# Lab | Revisiting Machine Learning Case Study

- In this lab, you will use `learningSet.csv` file which you already have cloned in today's activities. The full process for the week is shown in the PDF file.

### Instructions

Complete the following steps on the categorical columns in the dataset:

- Check for null values in all the columns
- Exclude the following variables by looking at the definitions.
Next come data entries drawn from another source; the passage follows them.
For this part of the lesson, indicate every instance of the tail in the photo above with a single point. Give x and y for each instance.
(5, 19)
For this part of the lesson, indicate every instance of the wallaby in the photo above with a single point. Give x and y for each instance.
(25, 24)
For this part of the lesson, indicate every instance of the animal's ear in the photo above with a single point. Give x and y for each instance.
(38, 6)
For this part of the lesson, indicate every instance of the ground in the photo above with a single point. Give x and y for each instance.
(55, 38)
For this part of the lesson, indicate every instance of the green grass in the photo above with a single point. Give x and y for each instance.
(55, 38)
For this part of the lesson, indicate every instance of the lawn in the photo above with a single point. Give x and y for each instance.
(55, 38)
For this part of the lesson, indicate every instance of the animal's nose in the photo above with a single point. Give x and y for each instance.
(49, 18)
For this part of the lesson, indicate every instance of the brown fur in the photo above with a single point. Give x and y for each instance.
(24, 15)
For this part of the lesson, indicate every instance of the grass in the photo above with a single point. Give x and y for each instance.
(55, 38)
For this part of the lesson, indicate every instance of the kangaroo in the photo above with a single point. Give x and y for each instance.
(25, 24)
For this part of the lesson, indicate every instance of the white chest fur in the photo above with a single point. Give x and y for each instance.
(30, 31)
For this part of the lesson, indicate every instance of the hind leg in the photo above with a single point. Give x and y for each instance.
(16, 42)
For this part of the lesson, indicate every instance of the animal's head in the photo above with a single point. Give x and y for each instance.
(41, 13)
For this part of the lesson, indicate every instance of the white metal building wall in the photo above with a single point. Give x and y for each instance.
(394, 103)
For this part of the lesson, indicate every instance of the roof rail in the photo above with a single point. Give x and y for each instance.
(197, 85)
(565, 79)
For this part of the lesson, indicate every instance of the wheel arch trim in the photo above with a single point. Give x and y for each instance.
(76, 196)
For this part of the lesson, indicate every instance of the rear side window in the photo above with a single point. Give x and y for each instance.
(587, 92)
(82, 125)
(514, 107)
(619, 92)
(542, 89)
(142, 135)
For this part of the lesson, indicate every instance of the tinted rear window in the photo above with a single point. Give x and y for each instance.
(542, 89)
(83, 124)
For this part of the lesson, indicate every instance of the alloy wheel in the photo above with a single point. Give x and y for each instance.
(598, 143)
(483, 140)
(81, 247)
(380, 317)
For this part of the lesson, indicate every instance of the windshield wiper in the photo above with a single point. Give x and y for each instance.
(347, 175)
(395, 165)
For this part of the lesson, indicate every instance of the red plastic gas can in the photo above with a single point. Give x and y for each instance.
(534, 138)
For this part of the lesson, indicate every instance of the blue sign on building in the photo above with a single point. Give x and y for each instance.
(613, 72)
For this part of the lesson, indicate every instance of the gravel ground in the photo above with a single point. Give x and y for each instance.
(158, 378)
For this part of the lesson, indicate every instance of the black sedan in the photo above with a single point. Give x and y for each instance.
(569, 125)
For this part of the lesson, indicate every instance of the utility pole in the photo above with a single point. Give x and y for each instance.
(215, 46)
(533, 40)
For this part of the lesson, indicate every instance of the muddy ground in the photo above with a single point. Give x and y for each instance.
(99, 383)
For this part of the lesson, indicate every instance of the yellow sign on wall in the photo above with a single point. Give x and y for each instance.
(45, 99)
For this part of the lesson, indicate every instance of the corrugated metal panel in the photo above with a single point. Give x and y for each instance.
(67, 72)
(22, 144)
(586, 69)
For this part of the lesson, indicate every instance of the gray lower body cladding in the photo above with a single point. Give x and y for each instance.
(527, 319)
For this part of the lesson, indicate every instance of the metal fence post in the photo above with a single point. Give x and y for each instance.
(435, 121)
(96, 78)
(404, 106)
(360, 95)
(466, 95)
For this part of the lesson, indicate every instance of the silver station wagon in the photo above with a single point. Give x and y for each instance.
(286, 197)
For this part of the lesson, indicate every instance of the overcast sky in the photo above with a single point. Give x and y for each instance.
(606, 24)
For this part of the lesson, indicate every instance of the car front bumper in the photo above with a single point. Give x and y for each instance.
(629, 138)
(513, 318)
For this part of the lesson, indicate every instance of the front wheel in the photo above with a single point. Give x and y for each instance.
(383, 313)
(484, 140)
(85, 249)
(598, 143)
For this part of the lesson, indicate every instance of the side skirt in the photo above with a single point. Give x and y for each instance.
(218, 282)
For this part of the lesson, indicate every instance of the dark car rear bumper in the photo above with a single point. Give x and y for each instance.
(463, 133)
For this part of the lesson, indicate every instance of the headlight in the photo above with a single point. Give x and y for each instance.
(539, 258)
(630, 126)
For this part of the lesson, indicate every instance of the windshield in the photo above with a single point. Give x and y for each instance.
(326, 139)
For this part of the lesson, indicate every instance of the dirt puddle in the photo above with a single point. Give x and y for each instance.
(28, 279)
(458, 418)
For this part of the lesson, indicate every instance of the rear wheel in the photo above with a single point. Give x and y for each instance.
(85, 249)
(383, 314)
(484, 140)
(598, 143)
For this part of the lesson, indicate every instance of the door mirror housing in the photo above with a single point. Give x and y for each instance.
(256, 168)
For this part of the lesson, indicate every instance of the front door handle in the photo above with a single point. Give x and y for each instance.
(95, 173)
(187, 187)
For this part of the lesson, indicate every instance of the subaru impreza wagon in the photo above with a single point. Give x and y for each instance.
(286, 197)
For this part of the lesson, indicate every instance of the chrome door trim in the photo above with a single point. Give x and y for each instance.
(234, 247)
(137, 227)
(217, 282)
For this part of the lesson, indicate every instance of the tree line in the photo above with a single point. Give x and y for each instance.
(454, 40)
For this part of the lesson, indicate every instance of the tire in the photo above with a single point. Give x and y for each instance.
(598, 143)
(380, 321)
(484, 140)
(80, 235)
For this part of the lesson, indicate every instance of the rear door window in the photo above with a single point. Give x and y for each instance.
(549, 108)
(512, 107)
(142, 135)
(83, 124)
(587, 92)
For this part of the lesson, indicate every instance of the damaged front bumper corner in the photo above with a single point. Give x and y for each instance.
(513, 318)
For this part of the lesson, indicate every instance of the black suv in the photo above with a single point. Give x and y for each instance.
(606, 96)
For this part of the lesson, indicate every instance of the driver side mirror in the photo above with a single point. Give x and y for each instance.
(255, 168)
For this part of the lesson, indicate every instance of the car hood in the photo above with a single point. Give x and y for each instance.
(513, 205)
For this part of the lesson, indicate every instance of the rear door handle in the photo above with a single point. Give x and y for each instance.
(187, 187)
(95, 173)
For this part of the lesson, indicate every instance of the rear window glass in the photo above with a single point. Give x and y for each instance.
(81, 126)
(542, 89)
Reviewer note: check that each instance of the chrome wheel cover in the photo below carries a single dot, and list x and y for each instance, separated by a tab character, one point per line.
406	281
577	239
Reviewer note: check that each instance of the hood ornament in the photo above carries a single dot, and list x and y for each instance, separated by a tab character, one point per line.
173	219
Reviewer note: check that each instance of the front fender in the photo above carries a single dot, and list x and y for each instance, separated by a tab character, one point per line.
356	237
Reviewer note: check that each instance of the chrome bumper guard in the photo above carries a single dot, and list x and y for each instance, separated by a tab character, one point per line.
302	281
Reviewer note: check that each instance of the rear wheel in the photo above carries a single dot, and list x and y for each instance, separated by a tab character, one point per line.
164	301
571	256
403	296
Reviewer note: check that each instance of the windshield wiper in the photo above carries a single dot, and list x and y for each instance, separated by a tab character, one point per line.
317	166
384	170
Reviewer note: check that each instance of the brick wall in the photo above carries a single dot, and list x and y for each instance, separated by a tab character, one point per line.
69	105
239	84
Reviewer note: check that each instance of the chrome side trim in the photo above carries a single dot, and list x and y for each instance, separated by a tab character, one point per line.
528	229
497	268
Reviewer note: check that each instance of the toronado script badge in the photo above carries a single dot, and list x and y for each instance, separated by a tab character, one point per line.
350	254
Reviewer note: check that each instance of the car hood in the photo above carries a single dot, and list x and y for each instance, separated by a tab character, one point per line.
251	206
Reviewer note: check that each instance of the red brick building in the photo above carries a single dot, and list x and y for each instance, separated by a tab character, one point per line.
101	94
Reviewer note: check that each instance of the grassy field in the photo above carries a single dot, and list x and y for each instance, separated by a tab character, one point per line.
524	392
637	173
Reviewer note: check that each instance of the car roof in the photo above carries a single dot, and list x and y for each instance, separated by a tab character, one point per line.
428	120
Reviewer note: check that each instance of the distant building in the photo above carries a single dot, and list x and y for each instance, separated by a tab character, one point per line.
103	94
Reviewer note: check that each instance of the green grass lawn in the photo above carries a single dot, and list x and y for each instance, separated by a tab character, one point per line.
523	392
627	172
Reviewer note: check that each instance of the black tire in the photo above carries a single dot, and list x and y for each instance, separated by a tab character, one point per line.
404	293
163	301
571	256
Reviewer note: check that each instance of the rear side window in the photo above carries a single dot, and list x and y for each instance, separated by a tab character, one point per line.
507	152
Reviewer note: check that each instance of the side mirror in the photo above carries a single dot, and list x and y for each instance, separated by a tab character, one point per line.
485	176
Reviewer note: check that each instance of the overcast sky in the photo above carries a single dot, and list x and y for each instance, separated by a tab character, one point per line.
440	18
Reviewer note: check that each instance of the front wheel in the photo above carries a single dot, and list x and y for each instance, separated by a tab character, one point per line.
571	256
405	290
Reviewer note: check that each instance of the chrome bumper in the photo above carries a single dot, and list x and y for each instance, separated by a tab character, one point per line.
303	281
Create a new empty list called `drop_list`. We will append this list and then drop all the columns in this list later:
    - `OSOURCE` - symbol definitions not provided, too many categories
    - `ZIP` - we are including state already
- Identify columns that have over 50% missing values.
- Remove those columns from the dataframe
- Perform all of the cleaning processes from the Lesson.
- Reduce the number of categories in the column `GENDER`. The column should only have either "M" for males, "F" for females, and "other" for all the rest
    - Note that there are a few null values in the column. We will first replace those null values using the code below:

    ```python
    print(categorical['GENDER'].value_counts())
    categorical['GENDER'] = categorical['GENDER'].fillna('F')
    ```

In [1]:
import pandas as pd
import numpy as np

In [2]:
data = pd.read_csv('learningSet.csv', low_memory=False)

In [31]:
# make df with categorical data
categorical = data.select_dtypes(object)

In [32]:
# Dataframe for percentage null values
nulls_percent_df = pd.DataFrame(categorical.isna().sum()*100/len(categorical)).reset_index()
nulls_percent_df.columns = ['column_name', 'nulls_percentage']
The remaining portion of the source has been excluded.